Le CICR réitère ses préoccupations humanitaires concernant la cyber-guerre, en d’autres termes, les moyens et méthodes de guerre qui reposent sur la technologie de l'information. L'interconnectivité des réseaux informatiques militaires et civils peut engendrer bon nombre de défis importants : par exemple, la difficulté pour la partie qui lance une cyberattaque de faire la distinction entre objectifs militaires et biens de caractère civil ou d'évaluer les effets indirects sur les réseaux civils. Le fait qu’un nombre croissant de pays développe des capacités de cyberguerre, défensives ou offensives, ne fait que renforcer l'urgence de ces préoccupations.

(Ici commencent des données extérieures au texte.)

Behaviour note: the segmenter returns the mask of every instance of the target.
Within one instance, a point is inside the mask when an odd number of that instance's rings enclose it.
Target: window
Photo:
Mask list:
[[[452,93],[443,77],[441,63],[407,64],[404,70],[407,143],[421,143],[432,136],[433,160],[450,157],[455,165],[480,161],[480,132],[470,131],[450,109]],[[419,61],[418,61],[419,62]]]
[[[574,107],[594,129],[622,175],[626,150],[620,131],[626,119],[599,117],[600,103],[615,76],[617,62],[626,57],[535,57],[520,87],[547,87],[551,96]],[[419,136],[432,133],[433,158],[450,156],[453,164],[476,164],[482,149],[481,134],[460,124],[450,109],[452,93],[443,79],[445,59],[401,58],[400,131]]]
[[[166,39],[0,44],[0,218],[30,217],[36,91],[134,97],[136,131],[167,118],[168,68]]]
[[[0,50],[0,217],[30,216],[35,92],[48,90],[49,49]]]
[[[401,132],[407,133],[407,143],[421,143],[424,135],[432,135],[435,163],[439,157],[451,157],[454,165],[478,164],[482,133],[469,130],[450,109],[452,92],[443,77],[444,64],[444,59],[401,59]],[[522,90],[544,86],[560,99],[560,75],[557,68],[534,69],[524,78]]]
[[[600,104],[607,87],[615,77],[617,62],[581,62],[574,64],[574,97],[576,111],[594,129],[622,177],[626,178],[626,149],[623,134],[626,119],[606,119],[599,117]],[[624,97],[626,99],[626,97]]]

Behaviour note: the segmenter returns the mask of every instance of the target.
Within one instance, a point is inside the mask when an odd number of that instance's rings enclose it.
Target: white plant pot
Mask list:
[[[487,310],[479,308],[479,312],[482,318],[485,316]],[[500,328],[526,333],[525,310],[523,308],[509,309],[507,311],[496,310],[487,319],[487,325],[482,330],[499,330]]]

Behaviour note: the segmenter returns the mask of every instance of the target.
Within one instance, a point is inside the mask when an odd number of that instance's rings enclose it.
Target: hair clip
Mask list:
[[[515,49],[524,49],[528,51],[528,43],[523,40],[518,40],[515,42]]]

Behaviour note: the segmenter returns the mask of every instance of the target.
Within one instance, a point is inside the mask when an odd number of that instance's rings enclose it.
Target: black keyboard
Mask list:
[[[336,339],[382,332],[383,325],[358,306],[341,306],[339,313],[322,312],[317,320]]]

Un aspect marquant des drones armés est qu'ils permettent aux combattants d'être physiquement absents du « champ de bataille ». Ces systèmes d'armes, bien que situés à des distances souvent très importantes de la cible, restent sous le contrôle des opérateurs humains qui sélectionnent les cibles et activent, dirigent et déclenchent les munitions se trouvant à bord du drone. Ces systèmes ne diffèrent pas des plates-formes d’armes habitées, telles que les hélicoptères ou autres avions de combat, dont l’utilisation dans des conflits armés créé certains des mêmes défis : par exemple, il faut s'assurer que les attaques sont dirigées exclusivement sur des objectifs militaires et éviter autant que possible qu’elles ne causent incidemment des blessures aux personnes civiles et des dommages aux biens de caractère civil. Ceux qui exploitent des drones armés sont responsables de leurs actes, au regard du droit international humanitaire, tout comme les pilotes d’aéronefs habités.

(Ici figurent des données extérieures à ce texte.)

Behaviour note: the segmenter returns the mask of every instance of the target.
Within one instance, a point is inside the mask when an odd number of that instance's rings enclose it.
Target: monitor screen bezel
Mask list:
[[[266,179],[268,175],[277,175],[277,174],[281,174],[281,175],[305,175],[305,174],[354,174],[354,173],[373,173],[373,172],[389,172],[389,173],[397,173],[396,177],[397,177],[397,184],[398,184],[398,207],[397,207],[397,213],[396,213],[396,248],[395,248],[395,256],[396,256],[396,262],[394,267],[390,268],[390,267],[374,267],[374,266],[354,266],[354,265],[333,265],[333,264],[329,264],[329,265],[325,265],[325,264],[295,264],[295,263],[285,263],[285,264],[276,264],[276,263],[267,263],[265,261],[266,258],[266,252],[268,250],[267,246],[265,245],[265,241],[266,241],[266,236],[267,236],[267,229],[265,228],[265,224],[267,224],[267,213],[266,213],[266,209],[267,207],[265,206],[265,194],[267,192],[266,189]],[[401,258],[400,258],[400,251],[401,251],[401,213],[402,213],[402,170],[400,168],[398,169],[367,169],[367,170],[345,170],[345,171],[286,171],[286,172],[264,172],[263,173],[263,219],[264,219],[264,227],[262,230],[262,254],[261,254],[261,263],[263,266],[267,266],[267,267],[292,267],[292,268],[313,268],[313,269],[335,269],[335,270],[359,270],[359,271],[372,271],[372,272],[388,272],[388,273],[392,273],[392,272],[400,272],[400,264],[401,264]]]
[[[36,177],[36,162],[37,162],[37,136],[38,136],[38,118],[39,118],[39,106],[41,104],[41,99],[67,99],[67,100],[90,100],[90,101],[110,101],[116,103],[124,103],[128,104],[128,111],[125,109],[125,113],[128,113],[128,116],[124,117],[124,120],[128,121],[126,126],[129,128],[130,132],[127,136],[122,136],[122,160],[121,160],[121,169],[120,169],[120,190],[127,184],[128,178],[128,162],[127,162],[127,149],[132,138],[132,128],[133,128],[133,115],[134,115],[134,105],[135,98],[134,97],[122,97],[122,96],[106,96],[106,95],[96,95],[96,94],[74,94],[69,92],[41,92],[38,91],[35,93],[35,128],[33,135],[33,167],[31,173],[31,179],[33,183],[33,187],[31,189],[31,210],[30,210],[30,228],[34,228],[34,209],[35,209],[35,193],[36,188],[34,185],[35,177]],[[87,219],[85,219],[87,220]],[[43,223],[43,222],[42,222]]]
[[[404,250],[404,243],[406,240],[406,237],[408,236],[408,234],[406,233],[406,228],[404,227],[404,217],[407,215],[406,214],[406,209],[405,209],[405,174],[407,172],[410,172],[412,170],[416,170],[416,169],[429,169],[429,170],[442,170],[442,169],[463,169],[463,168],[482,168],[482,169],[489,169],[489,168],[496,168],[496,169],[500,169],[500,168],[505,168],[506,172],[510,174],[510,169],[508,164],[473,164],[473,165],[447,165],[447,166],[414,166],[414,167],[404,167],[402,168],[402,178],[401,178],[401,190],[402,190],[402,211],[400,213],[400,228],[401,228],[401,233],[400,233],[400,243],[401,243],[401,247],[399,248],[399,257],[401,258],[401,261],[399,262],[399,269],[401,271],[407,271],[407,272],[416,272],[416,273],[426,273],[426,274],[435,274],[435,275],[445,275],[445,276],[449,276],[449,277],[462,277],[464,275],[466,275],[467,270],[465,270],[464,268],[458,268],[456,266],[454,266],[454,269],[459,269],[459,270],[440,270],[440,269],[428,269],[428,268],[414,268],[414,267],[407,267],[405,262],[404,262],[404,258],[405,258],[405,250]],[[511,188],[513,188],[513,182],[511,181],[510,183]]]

De fait, quels problèmes posent donc les drones ? Les partisans de leur utilisation font valoir que les attaques par drone offrent plus de précision, ce qui réduit le nombre de victimes et cause moins de dommages matériels alors que d’autres affirment que des civils sont beaucoup trop souvent tués ou blessés dans ce type d’attaques. Il faut examiner également d’autres questions. Par exemple, ces armes télécommandées favorisent l'emploi extraterritorial de la force, ce qui pose la question de la nature et du degré de la force qu’il est permis d’utiliser contre les personnes ciblées. La réponse à cette question variera considérablement en fonction du contexte dans lequel le drone sera utilisé. Elle dépendra en particulier de la question de savoir si la violence est régie par le droit international humanitaire ou les règles existantes du droit international des droits de l'homme relatives au maintien de l’ordre, qui imposent des limites beaucoup plus strictes sur le recours à la force. De l'avis du CICR, cette réponse ne peut être donnée qu’au cas par cas.

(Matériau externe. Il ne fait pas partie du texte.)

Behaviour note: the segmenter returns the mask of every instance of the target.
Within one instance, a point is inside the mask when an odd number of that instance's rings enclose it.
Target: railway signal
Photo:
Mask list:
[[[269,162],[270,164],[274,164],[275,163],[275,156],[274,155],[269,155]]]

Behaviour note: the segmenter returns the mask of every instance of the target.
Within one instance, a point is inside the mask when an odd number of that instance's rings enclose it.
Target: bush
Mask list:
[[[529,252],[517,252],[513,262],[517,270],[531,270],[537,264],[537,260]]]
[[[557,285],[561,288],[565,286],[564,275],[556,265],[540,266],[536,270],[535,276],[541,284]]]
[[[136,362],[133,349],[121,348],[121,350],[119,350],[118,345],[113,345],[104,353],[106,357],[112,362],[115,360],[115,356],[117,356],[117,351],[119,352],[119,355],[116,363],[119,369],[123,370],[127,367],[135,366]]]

Contrairement aux drones armés, les armes autonomes, ou « robots létaux autonomes », sont conçus pour fonctionner avec peu ou pas de contrôle humain. Un système d'armes véritablement autonome serait doté d'une intelligence artificielle et serait capable de rechercher, d’identifier et de cibler un individu avec une force meurtrière. Ces armes n'existent certes pas encore, mais la recherche dans ce domaine avance très rapidement. Cette situation devrait être une source de préoccupation, car il est difficile de savoir si les armes autonomes pourront un jour être utilisées conformément aux dispositions du droit international humanitaire, en particulier si elles peuvent s’acquitter de l’obligation de faire la distinction entre civils et combattants, d'effectuer des évaluations de proportionnalité et de prendre toutes les précautions possibles dans l'attaque. Même si un jour il devient technologiquement possible que les armes autonomes se conforment pleinement aux dispositions du droit international humanitaire, leur déploiement poserait la question fondamentale suivante : les exigences de la conscience publique permettraient-elles que les machines puissent avoir un pouvoir de vie et de mort sur le champ de bataille ? D'autres questions devraient également être abordées. Par exemple, qui serait responsable dans le cas où l'utilisation d'une arme autonome entraînerait un crime de guerre : le programmeur, le fabricant ou bien le chef militaire qui déploie l'arme ? Le CICR demande instamment aux États de prendre pleinement en considération les questions fondamentales sur les plans juridique, éthique et sociétal concernant l’emploi d'armes autonomes bien avant qu'elles ne soient mises au point.